LOS ANGELES (CBSLA.com) — City officials rolled out a new initiative Monday aimed at preventing kids from smoking through education efforts geared at parents and retailers.

Ten-year old Anthony Nava and his family live in L.A.’s Westlake District, where supermarkets are outnumbered by small convenience stores.

“They sell big bottles of alcohol, beer, cigarettes and all that stuff which makes me think that they should not do that,” according to Nava.

He’s among the target audience in a new plan announced by City Attorney Mike Feuer to educate store owners about the penalties of selling cigarettes and similar products to minors, according to CBS2/KCAL9’s Jeff Nguyen.

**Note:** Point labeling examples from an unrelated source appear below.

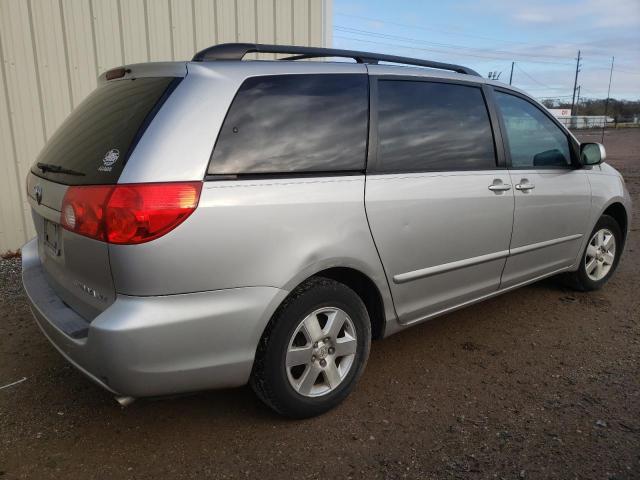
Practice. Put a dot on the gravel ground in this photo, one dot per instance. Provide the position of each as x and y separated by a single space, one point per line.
542 382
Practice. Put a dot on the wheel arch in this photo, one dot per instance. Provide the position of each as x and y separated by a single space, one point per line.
366 289
618 212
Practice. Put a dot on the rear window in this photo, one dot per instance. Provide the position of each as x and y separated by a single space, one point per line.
294 123
430 126
94 142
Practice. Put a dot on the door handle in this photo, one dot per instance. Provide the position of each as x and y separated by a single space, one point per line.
499 187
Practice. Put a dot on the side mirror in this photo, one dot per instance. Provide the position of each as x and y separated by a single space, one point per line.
592 153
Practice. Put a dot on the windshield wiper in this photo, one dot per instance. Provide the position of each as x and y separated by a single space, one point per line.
49 167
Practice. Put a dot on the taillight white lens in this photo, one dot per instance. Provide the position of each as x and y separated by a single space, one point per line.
69 217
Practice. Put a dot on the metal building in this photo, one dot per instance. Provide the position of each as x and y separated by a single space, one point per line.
51 52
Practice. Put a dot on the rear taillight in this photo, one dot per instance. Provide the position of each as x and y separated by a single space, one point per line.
128 214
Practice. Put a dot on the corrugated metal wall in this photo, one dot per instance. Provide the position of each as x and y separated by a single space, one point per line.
52 51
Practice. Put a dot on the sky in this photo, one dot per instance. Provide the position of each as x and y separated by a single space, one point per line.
542 37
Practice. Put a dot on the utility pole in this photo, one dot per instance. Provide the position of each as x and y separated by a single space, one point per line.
575 83
606 105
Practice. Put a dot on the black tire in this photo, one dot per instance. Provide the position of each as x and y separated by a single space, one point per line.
269 378
579 279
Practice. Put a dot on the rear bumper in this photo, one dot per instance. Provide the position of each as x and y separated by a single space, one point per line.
148 346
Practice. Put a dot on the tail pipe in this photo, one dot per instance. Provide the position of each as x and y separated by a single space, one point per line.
125 401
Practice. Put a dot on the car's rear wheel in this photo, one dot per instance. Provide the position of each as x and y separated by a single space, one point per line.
313 350
600 257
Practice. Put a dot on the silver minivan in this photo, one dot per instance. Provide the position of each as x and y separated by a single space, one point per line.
218 222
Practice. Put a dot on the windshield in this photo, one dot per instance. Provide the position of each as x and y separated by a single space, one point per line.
94 142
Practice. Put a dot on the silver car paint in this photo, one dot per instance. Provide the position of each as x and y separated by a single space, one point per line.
543 243
417 225
186 310
146 346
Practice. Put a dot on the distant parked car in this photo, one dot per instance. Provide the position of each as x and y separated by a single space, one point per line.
219 222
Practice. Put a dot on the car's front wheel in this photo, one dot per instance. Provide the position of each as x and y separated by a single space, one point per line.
600 257
314 349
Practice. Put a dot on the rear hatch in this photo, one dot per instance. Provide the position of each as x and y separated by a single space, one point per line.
90 148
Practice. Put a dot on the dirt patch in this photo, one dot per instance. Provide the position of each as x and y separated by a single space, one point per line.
542 382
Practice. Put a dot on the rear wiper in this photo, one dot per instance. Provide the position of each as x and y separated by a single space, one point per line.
49 167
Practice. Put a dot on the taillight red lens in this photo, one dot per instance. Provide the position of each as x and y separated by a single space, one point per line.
129 214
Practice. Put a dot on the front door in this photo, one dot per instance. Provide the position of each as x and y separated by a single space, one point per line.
552 195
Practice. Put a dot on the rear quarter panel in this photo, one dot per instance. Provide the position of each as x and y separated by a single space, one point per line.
263 232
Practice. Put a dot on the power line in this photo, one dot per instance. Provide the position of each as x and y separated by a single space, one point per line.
457 33
447 52
575 82
539 82
509 54
462 34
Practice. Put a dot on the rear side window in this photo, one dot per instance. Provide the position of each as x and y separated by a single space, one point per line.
534 140
294 123
93 143
429 126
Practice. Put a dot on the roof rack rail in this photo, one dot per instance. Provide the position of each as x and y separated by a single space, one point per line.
236 51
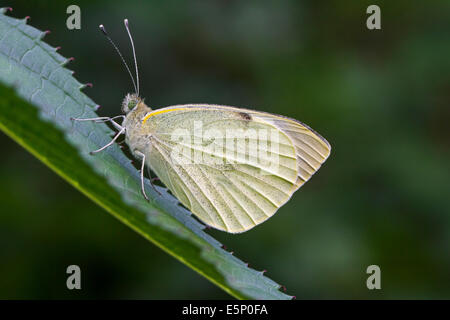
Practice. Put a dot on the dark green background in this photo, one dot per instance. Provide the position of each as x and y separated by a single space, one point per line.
381 98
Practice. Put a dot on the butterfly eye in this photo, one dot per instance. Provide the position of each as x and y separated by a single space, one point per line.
130 101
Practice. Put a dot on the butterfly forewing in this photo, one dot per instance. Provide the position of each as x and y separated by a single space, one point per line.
233 168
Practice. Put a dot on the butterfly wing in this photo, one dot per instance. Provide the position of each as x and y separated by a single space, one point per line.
232 167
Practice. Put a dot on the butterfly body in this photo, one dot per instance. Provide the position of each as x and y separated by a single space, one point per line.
232 167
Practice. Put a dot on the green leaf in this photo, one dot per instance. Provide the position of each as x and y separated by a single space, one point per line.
37 114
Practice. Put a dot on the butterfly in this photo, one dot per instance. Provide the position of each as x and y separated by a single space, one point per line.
233 168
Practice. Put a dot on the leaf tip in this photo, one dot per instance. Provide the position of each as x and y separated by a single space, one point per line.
67 61
6 9
84 86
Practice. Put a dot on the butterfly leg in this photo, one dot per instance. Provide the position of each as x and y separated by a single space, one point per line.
153 180
103 119
142 174
111 142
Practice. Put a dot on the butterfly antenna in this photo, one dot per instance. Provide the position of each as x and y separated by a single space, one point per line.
134 53
102 28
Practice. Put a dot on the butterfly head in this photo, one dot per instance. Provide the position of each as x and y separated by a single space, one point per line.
130 102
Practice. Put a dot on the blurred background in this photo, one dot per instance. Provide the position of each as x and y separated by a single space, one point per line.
381 98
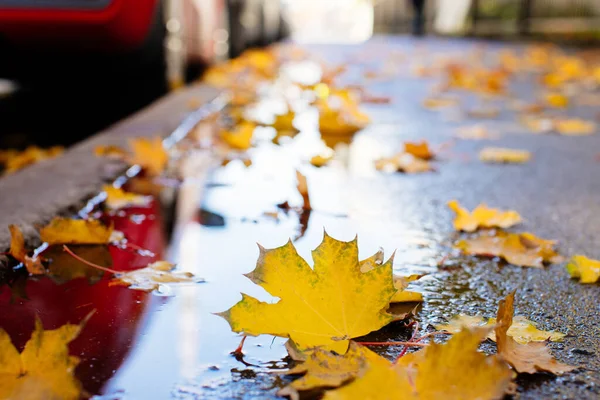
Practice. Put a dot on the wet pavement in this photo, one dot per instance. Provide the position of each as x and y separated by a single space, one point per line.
171 345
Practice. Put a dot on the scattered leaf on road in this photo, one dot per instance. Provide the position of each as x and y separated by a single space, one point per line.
403 162
482 217
455 370
151 277
419 149
575 127
324 369
17 250
522 330
150 154
117 198
586 269
240 138
523 249
325 306
44 370
76 231
524 358
504 155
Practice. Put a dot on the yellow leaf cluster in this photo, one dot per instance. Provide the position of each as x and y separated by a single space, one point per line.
521 330
44 370
504 155
586 269
482 217
522 249
15 160
76 231
324 306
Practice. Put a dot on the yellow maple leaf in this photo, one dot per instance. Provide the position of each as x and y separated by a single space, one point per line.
523 249
44 370
557 100
586 269
240 138
15 161
504 155
76 231
403 162
522 330
455 370
117 198
320 160
439 102
150 154
284 122
151 277
324 369
325 306
524 358
17 249
110 151
482 217
574 127
419 149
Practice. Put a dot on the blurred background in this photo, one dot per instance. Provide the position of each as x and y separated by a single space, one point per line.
72 67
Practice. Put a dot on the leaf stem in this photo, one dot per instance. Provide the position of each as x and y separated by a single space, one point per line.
86 262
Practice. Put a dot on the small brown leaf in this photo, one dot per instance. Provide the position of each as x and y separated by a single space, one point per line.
524 358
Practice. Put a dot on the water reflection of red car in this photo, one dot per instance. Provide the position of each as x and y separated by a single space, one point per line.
119 312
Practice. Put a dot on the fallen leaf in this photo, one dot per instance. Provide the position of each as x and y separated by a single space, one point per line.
302 187
586 269
324 369
63 267
538 124
150 154
285 122
439 102
524 358
321 160
44 370
403 162
557 100
455 370
523 249
76 231
110 151
240 138
117 198
151 277
475 132
419 149
483 112
574 127
325 306
504 155
522 330
14 161
17 250
482 217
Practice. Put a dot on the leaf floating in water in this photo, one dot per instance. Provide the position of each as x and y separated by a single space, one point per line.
44 369
322 306
504 156
586 269
523 249
482 217
76 231
524 358
151 277
17 250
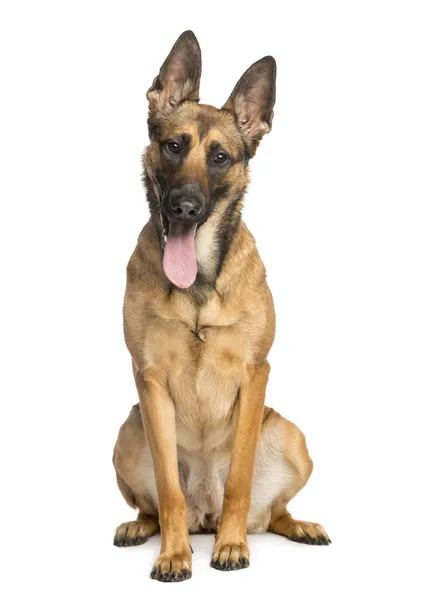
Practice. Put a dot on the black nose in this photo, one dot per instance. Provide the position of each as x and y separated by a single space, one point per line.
186 203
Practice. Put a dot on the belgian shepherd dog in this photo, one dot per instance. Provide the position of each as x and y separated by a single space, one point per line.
201 451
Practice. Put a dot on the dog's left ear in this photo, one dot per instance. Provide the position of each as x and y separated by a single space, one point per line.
179 76
252 101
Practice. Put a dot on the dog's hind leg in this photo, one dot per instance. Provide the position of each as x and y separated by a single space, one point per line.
296 456
135 479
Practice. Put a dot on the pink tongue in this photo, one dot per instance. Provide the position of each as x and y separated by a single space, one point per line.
179 260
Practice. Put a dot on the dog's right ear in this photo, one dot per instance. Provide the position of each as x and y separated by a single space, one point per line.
179 76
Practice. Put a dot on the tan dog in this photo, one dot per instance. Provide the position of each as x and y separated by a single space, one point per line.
201 452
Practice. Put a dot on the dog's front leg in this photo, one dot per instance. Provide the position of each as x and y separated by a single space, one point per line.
230 548
158 415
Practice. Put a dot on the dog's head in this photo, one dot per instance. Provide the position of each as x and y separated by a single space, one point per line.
196 167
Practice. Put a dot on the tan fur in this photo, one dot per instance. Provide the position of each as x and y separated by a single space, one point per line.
203 452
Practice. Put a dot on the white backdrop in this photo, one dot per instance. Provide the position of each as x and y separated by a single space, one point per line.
335 206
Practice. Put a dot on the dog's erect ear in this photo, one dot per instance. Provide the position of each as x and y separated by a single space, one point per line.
252 101
179 76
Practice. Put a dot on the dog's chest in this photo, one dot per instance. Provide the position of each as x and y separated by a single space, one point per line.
204 365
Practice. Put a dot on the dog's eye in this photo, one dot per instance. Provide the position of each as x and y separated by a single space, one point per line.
221 158
173 147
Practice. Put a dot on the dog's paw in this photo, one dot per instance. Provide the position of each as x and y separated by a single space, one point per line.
230 557
303 532
172 567
135 533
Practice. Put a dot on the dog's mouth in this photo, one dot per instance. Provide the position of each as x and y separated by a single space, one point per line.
179 260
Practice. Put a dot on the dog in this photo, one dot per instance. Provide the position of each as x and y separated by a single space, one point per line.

Each year in the Southland and throughout California, 45 million cigarettes are sold to minors, according to Feuer.

Health experts say products like these – that come in a variety of sweet fruity flavors – often get kids hooked on smoking.

As part of its crackdown, the city is conducting about 800 compliance checks this year – nearly double from last year. The company that operates Ralphs and Food 4 Less is joining the effort to make sure its employees don’t sell to kids.

Fines for violators start at $400 and can go up into the thousands. Repeat offenders can have their tobacco license suspended as well.

“When our youth enter these stores they are exposed tobacco advertising,” said Los Angeles Count Interim Health Officer Jeffrey Gunzenhauser.

For Nava, however, he says he wants to own his own market when he grows up.

“If I have my own store, I would not sell drugs, alcohol and cigarettes and things,” he said. “I’ll probably sell food and snacks. Good heath food.”